O que mais o incomoda, confessa, é fazer um trabalho e pedirem-lhe para o gravar numa pen. Uma nova tendência que veio para ficar, mas que tenta contrariar sugerindo os álbuns físicos. Aliada a esta surgiu uma outra tendência que critica: “Os telemóveis são o fast-food da fotografia” que vieram para as aumentar em número ao mesmo tempo que as banalizam e desvirtuam. “Tiram foto, postam nas redes sociais para ganhar o ‘like’ e morrem ali, 24 horas depois, com aqueles filtros torrados para serem supostamente apelativas”, diz.
Rita Valério partilha a mesma visão e embora reconheça que muitos telemóveis tiram boas fotografias, “nada substitui a qualidade de uma máquina fotográfica”. Por isso, diz, muitos amigos lhe pedem para fazer sessões fotográficas para actualizar as redes sociais. Se cobra por isso? “Não me sinto bem em cobrar aos que me são chegados”. “Mas devias”, diz-lhe Carlos que só trabalha pro bono por iniciativa própria.
A paixão pelos casamentos
Se a timidez de Rita e o à vontade de Carlos os afastam na interacção com aqueles que fotografam, há algo que os une: a paixão pelos casamentos. “Vivo momentos arrepiantes e emocionantes nos casamentos. Sinto-me um sortudo em poder registar o dia mais especial da vida de alguém”, diz Carlos que já perdeu a conta aos noivos que fotografou. Mas todos naquele dia são a sua família. “A minha que me perdoe, mas todos os noivos, grávidas e bebés recém-nascidos também são a minha família. E no dia em que os estou a fotografar vivo exclusivamente para eles”, diz.

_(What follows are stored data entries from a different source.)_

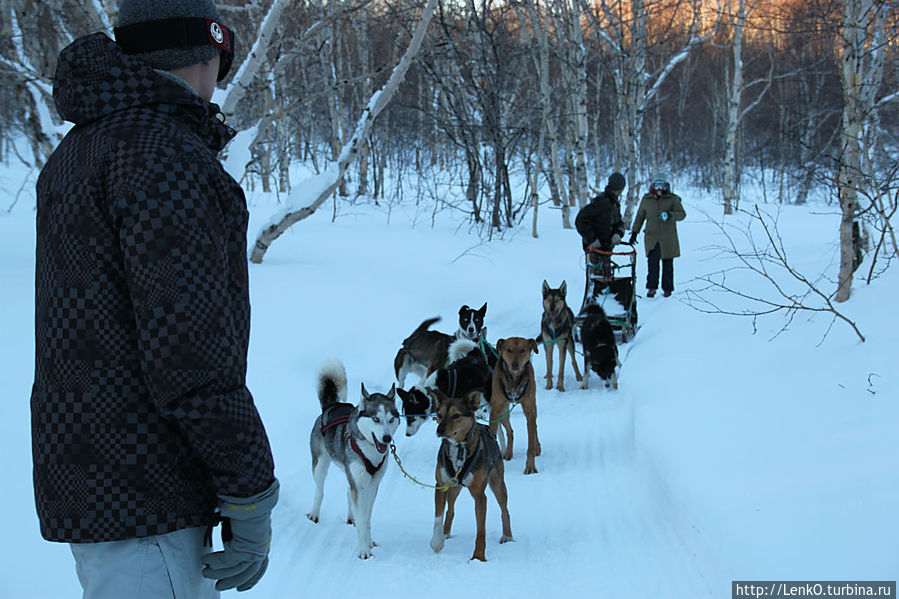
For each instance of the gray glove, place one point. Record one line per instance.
(245, 558)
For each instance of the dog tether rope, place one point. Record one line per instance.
(399, 464)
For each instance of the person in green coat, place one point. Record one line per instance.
(660, 210)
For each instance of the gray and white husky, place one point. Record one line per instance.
(357, 438)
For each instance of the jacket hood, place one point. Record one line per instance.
(95, 78)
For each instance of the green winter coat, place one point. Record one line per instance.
(665, 234)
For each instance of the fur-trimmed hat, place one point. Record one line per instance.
(140, 11)
(617, 182)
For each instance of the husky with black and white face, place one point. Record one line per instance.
(357, 438)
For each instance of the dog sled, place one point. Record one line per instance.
(610, 284)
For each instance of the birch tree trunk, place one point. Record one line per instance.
(329, 181)
(861, 75)
(729, 183)
(578, 56)
(244, 76)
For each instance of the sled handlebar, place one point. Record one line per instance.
(630, 252)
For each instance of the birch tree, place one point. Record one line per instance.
(862, 72)
(326, 183)
(624, 28)
(736, 112)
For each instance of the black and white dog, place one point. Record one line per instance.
(471, 323)
(468, 371)
(600, 348)
(357, 438)
(425, 351)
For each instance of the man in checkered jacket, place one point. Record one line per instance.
(144, 432)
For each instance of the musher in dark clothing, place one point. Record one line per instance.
(600, 224)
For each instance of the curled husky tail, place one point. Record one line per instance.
(331, 383)
(423, 327)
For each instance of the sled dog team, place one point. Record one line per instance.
(463, 379)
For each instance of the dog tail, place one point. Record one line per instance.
(424, 326)
(331, 383)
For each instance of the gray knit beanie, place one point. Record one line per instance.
(139, 11)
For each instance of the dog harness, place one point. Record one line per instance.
(514, 397)
(556, 333)
(459, 475)
(369, 467)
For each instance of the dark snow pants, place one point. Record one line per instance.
(652, 275)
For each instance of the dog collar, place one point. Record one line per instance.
(514, 397)
(369, 467)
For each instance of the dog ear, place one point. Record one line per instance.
(474, 399)
(438, 396)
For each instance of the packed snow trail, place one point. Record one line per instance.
(595, 521)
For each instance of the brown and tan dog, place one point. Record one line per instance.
(469, 456)
(556, 332)
(513, 382)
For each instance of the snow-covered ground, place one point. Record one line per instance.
(728, 453)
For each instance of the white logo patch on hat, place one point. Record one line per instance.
(216, 31)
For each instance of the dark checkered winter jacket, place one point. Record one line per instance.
(140, 412)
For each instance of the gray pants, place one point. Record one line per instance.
(161, 567)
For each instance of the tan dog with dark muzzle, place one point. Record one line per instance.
(513, 382)
(469, 456)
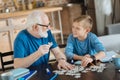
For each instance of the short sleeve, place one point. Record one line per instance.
(51, 39)
(19, 48)
(69, 48)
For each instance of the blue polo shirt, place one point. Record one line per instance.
(91, 45)
(26, 44)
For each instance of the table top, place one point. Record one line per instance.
(110, 73)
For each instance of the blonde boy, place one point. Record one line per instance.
(82, 44)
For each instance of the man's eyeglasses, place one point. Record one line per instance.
(44, 25)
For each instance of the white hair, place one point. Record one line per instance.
(36, 17)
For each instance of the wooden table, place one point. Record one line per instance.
(110, 73)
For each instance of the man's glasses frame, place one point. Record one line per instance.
(44, 25)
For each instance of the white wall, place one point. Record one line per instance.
(102, 19)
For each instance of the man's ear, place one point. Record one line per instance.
(35, 28)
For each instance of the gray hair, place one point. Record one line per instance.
(36, 17)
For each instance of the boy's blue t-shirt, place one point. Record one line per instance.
(26, 44)
(91, 45)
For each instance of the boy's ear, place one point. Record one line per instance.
(88, 29)
(35, 28)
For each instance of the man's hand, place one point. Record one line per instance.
(65, 65)
(43, 49)
(85, 60)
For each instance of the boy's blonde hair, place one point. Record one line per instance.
(86, 21)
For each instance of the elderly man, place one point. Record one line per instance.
(32, 45)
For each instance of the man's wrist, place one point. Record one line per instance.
(59, 59)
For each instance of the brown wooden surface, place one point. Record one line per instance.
(110, 73)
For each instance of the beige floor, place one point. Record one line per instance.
(52, 57)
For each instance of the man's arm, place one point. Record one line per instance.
(27, 61)
(61, 58)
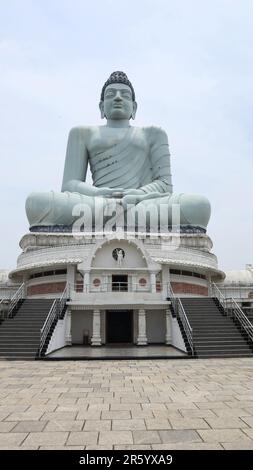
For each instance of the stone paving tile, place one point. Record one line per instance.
(116, 415)
(157, 423)
(241, 445)
(226, 422)
(12, 439)
(60, 425)
(125, 406)
(248, 432)
(133, 447)
(98, 406)
(197, 413)
(248, 420)
(7, 426)
(29, 426)
(188, 446)
(97, 447)
(188, 423)
(56, 416)
(92, 414)
(128, 425)
(227, 413)
(25, 416)
(97, 425)
(221, 435)
(46, 438)
(82, 438)
(61, 447)
(185, 435)
(146, 437)
(218, 392)
(212, 405)
(115, 437)
(179, 405)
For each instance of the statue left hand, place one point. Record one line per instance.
(134, 199)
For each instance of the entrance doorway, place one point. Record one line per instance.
(119, 282)
(119, 326)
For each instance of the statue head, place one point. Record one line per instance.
(118, 98)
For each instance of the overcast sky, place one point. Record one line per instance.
(191, 64)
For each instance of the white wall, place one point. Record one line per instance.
(156, 326)
(58, 338)
(80, 321)
(177, 339)
(133, 256)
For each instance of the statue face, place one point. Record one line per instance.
(118, 102)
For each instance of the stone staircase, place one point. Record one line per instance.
(214, 333)
(20, 335)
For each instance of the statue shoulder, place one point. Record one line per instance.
(79, 131)
(156, 134)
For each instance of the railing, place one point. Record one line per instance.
(186, 325)
(19, 294)
(216, 293)
(180, 313)
(172, 297)
(4, 311)
(236, 312)
(63, 298)
(53, 315)
(232, 309)
(113, 286)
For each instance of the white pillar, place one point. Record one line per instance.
(209, 285)
(105, 283)
(142, 334)
(68, 336)
(166, 280)
(71, 276)
(168, 317)
(86, 281)
(133, 283)
(153, 281)
(96, 333)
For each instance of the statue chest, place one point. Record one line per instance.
(104, 139)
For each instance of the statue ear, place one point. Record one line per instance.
(134, 110)
(101, 107)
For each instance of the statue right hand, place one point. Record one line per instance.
(108, 192)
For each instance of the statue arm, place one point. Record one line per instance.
(160, 162)
(76, 163)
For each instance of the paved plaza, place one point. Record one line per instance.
(135, 404)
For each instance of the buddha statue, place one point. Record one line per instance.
(129, 165)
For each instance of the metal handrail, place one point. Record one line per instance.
(216, 293)
(242, 318)
(63, 298)
(232, 308)
(19, 294)
(80, 286)
(186, 325)
(180, 312)
(52, 315)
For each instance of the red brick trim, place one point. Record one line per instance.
(185, 288)
(50, 288)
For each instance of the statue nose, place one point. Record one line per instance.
(118, 96)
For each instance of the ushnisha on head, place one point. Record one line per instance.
(118, 98)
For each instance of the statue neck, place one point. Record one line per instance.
(119, 123)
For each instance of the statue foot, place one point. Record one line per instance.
(48, 209)
(195, 210)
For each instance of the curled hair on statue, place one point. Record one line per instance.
(117, 77)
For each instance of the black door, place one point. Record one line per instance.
(119, 326)
(119, 282)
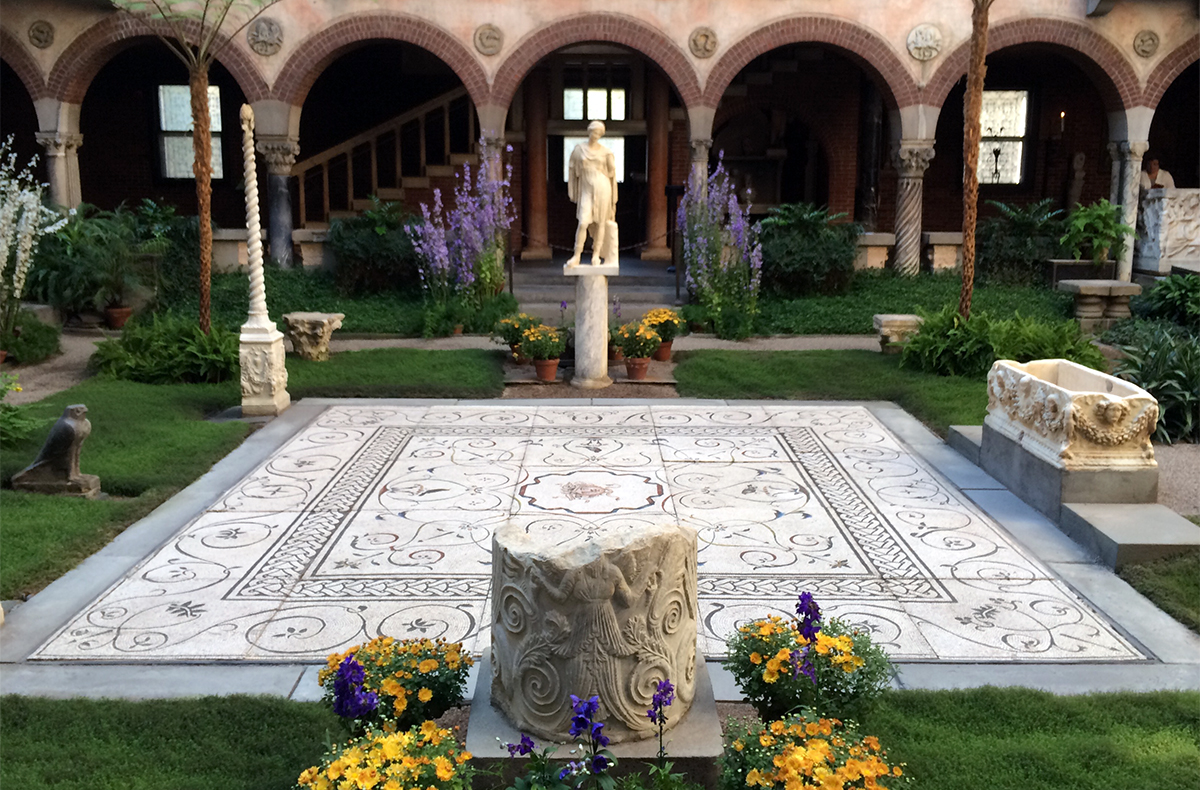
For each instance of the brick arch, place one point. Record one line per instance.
(13, 53)
(1096, 55)
(318, 51)
(867, 49)
(1168, 70)
(84, 57)
(611, 28)
(840, 160)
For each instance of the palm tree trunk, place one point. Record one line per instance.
(972, 107)
(202, 145)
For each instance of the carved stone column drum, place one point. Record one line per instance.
(606, 612)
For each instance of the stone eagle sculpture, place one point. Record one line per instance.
(57, 467)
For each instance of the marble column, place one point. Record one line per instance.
(537, 113)
(281, 154)
(63, 166)
(264, 377)
(911, 159)
(1131, 185)
(658, 123)
(700, 149)
(591, 324)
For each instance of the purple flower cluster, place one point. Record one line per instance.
(808, 615)
(522, 748)
(663, 699)
(349, 700)
(720, 246)
(461, 249)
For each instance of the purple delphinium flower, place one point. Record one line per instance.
(522, 748)
(349, 700)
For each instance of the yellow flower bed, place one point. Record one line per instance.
(423, 758)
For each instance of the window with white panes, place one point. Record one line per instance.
(1002, 144)
(175, 150)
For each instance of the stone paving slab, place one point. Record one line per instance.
(906, 500)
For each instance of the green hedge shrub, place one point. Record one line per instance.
(1168, 366)
(34, 341)
(169, 349)
(949, 346)
(375, 251)
(807, 251)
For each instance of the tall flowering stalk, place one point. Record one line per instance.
(23, 221)
(723, 255)
(462, 250)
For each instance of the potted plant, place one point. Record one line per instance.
(544, 345)
(118, 281)
(1096, 229)
(639, 343)
(667, 324)
(510, 330)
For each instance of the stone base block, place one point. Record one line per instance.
(1125, 533)
(85, 485)
(695, 741)
(1047, 488)
(966, 440)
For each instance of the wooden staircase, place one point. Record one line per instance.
(403, 159)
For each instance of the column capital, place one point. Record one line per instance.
(59, 143)
(911, 159)
(1133, 149)
(279, 151)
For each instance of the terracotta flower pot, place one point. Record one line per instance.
(115, 317)
(636, 367)
(546, 369)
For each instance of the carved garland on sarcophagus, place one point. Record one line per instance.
(611, 623)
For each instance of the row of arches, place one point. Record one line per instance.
(1111, 72)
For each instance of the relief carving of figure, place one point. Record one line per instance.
(592, 186)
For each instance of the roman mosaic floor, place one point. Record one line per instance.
(378, 520)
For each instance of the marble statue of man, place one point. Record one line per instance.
(592, 186)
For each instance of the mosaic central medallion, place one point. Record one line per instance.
(591, 492)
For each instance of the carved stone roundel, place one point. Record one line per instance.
(41, 34)
(924, 42)
(702, 42)
(265, 36)
(489, 40)
(1145, 43)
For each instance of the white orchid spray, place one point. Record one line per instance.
(23, 221)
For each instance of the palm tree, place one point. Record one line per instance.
(972, 107)
(195, 27)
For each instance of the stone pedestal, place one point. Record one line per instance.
(609, 614)
(591, 324)
(310, 333)
(264, 377)
(894, 329)
(1099, 303)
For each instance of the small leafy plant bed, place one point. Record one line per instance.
(851, 313)
(1171, 582)
(147, 443)
(939, 401)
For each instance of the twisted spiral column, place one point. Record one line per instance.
(258, 316)
(911, 159)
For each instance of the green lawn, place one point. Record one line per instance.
(1173, 584)
(871, 293)
(989, 737)
(149, 442)
(939, 401)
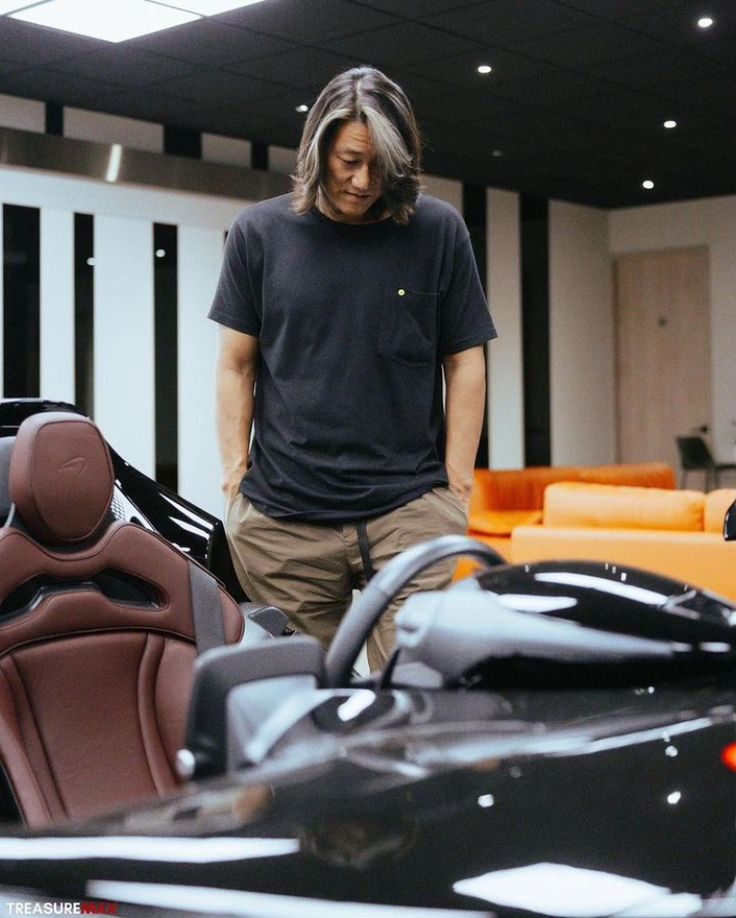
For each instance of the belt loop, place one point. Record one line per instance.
(365, 549)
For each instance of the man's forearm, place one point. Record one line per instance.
(465, 400)
(235, 400)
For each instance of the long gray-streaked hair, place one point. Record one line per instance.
(363, 94)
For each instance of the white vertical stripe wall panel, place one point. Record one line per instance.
(2, 306)
(199, 260)
(506, 362)
(581, 336)
(57, 305)
(124, 396)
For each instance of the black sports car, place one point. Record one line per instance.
(552, 739)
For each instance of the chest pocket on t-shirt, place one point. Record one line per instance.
(409, 327)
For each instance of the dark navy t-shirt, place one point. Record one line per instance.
(352, 322)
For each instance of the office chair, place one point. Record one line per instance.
(695, 456)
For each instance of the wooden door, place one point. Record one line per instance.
(662, 351)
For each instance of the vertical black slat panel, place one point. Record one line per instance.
(474, 212)
(84, 288)
(21, 284)
(534, 215)
(182, 142)
(165, 257)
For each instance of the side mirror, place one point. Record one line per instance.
(282, 666)
(729, 524)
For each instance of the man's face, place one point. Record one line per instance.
(351, 184)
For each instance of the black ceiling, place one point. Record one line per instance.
(574, 105)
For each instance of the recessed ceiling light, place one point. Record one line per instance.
(207, 7)
(110, 21)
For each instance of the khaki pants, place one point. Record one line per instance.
(309, 570)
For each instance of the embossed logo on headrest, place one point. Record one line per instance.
(76, 465)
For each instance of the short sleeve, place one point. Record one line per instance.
(465, 320)
(235, 304)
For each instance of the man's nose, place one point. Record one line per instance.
(362, 177)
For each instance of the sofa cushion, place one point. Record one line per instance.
(523, 489)
(501, 522)
(622, 507)
(716, 505)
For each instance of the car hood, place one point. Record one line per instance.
(492, 803)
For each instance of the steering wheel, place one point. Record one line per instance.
(365, 611)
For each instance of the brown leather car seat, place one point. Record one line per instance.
(99, 627)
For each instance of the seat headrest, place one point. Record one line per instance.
(61, 477)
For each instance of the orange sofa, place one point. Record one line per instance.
(675, 533)
(506, 498)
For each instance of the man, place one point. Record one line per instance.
(341, 307)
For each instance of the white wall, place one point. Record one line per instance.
(81, 124)
(505, 357)
(448, 190)
(582, 358)
(22, 114)
(710, 222)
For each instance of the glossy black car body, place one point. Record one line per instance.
(553, 739)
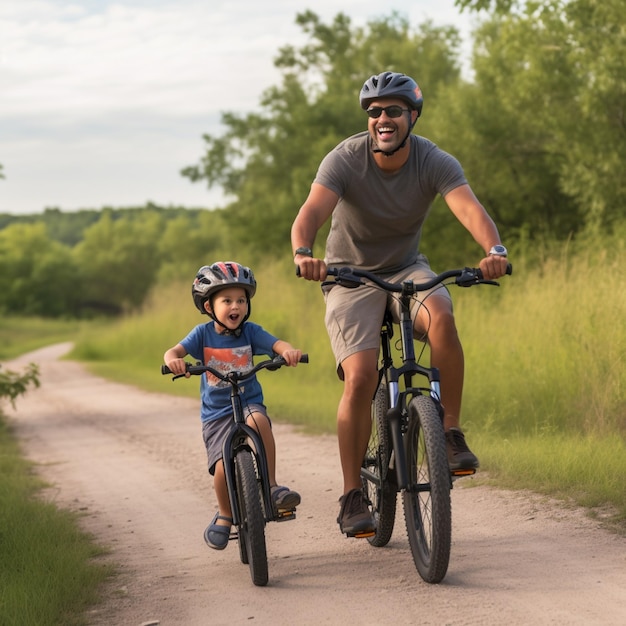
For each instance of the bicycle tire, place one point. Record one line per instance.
(252, 522)
(427, 507)
(381, 492)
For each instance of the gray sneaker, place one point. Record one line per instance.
(460, 457)
(354, 515)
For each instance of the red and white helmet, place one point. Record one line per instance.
(211, 278)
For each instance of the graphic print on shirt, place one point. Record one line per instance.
(226, 360)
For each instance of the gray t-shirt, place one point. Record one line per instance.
(377, 223)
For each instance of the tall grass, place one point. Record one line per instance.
(48, 574)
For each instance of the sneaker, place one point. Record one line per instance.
(459, 455)
(354, 515)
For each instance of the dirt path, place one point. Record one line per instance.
(134, 463)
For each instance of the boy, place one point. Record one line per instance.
(223, 292)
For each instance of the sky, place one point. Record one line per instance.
(102, 103)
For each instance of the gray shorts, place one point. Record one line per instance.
(354, 316)
(214, 433)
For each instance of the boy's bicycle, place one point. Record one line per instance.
(407, 450)
(245, 465)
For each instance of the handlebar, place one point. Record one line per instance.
(351, 277)
(234, 376)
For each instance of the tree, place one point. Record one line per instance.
(119, 261)
(555, 68)
(266, 161)
(37, 275)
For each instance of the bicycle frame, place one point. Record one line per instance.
(239, 436)
(396, 414)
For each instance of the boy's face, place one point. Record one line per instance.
(230, 306)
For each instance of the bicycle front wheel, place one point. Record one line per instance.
(375, 473)
(252, 523)
(427, 498)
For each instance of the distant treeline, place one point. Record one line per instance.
(86, 263)
(539, 130)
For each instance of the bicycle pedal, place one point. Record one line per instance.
(364, 535)
(460, 473)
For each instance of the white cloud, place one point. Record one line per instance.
(99, 99)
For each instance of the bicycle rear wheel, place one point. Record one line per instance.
(379, 490)
(251, 529)
(427, 499)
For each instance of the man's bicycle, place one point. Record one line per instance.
(247, 478)
(407, 450)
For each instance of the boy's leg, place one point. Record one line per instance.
(221, 492)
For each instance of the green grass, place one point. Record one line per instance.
(49, 570)
(545, 371)
(544, 400)
(19, 335)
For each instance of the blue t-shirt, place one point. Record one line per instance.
(226, 353)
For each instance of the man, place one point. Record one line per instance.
(378, 186)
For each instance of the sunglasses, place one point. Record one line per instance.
(392, 111)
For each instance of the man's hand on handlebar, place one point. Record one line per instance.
(310, 268)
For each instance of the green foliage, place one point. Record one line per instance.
(13, 384)
(47, 571)
(549, 135)
(267, 160)
(20, 335)
(119, 257)
(545, 376)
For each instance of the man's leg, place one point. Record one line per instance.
(354, 414)
(447, 355)
(353, 431)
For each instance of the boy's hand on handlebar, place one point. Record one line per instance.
(310, 268)
(178, 367)
(494, 266)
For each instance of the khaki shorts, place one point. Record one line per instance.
(354, 316)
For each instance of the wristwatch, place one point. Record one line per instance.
(304, 252)
(498, 250)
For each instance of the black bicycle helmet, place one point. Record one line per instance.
(392, 85)
(211, 278)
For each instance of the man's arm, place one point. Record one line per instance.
(317, 208)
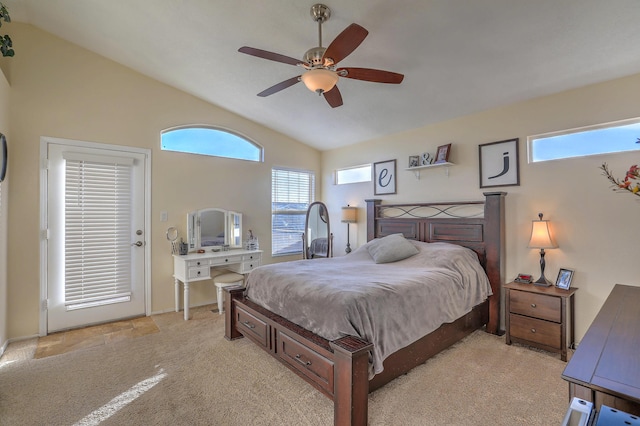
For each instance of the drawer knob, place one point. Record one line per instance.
(301, 361)
(248, 324)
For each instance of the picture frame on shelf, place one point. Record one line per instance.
(426, 159)
(384, 177)
(499, 163)
(442, 154)
(565, 276)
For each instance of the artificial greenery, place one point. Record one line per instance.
(5, 41)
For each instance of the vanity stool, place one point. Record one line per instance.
(226, 279)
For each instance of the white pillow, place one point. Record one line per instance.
(391, 248)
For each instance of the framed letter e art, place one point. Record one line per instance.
(499, 164)
(384, 177)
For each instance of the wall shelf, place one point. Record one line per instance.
(416, 170)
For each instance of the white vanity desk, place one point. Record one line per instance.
(197, 267)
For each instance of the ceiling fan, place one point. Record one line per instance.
(321, 74)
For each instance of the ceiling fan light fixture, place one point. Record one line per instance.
(319, 80)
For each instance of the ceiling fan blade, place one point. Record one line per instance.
(264, 54)
(346, 42)
(368, 74)
(280, 86)
(333, 97)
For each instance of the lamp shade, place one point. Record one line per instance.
(349, 214)
(541, 236)
(319, 80)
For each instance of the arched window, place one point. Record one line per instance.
(212, 141)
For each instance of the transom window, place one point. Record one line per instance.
(212, 141)
(619, 136)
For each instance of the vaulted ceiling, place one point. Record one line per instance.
(458, 56)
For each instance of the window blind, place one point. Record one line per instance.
(291, 193)
(98, 216)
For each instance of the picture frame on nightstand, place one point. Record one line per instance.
(565, 276)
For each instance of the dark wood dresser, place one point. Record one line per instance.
(605, 368)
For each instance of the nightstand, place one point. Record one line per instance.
(542, 317)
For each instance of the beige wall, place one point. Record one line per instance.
(595, 228)
(63, 91)
(4, 199)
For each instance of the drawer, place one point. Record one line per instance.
(535, 305)
(535, 330)
(248, 266)
(306, 361)
(217, 261)
(251, 257)
(199, 273)
(252, 327)
(198, 263)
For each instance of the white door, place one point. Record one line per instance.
(95, 232)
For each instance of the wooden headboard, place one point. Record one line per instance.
(478, 225)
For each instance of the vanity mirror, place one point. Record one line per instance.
(214, 228)
(317, 240)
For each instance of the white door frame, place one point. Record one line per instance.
(44, 142)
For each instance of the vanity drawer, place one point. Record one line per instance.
(194, 273)
(252, 327)
(306, 361)
(198, 263)
(535, 330)
(226, 260)
(535, 305)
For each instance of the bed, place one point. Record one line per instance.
(348, 365)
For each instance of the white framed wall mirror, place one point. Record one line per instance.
(214, 228)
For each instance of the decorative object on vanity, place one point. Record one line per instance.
(5, 41)
(442, 154)
(630, 183)
(4, 157)
(565, 276)
(541, 239)
(384, 177)
(320, 74)
(172, 236)
(214, 227)
(317, 242)
(349, 215)
(499, 163)
(252, 242)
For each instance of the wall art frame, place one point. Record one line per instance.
(384, 177)
(499, 163)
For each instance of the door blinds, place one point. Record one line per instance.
(98, 216)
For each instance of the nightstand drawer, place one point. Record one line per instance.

Apesar de só ter fotografado um casamento, Rita Valério percebeu que essa é a sua praia. E do primeiro, garante, nunca se vai esquecer. Aconteceu este Verão, em tempos de pandemia, sem festa e com poucos convidados na conservatória. “A luz era fraca”, mas o clique não falhou no momento do “beijo de máscara”.
Foi para não beijar de máscara e sem festa que todos os noivos da agenda de Carlos Ferreira adiaram o casamento para 2021. “Não vou ter mãos a medir de Março a Novembro, com 40 casamentos”, diz.
Fazer estética da miséria não é para a lente do fotógrafo de Torres Novas
Passou 12 anos a trabalhar como fotógrafo para o exército português e em 2007 concretizou um dos seus sonhos: “fotografar num teatro de operações”. No Kosovo olhou e captou muita miséria, através da lente da máquina, que ainda hoje lhe dói recordar. “Custou-me fotografar essa miséria, não sou o fotógrafo indicado para esse tipo de trabalho. Fotografar crianças mal nutridas como muitos colegas meus fazem para depois as apresentarem em concursos, não é para mim”, diz Carlos Ferreira que tem conquistado prémios exclusivamente com fotografias de casamentos, tendo alcançado nos últimos três anos o primeiro lugar no ranking do Casamentos.pt.
Carlos Relvas e a casa que foi estúdio de fotografia
Carlos Augusto Mascarenhas Relvas de Campos (1838-1894) foi repórter fotográfico de primeira categoria, inventor de sucesso, músico, lavrador, cavaleiro tauromáquico e mestre de equitação. Nascido na Golegã foi na vila ribatejana que deixou o seu legado ao país: a Casa-Estúdio que funciona hoje como museu do seu património fotográfico, após obras de beneficiação, por iniciativa da Câmara da Golegã e com o apoio do Ministério da Cultura. Construída com o propósito de ser o seu estúdio e laboratório fotográfico, a casa permite uma autêntica viagem ao passado até à era da fotografia não industrial. Na sua construção, Carlos Relvas utilizou 33 toneladas de ferro fundido e cobriu as paredes de panos opacos e enormes vidraças para conseguir controlar a luz solar. Foi numa das suas salas que retratou milhares de personalidades da vila, da região e do país, entre outras, o rei Dom Carlos e a rainha Dona Amélia. A Casa está aberta ao público de segunda a sexta-feira, entre as 10h00 e as 16h00.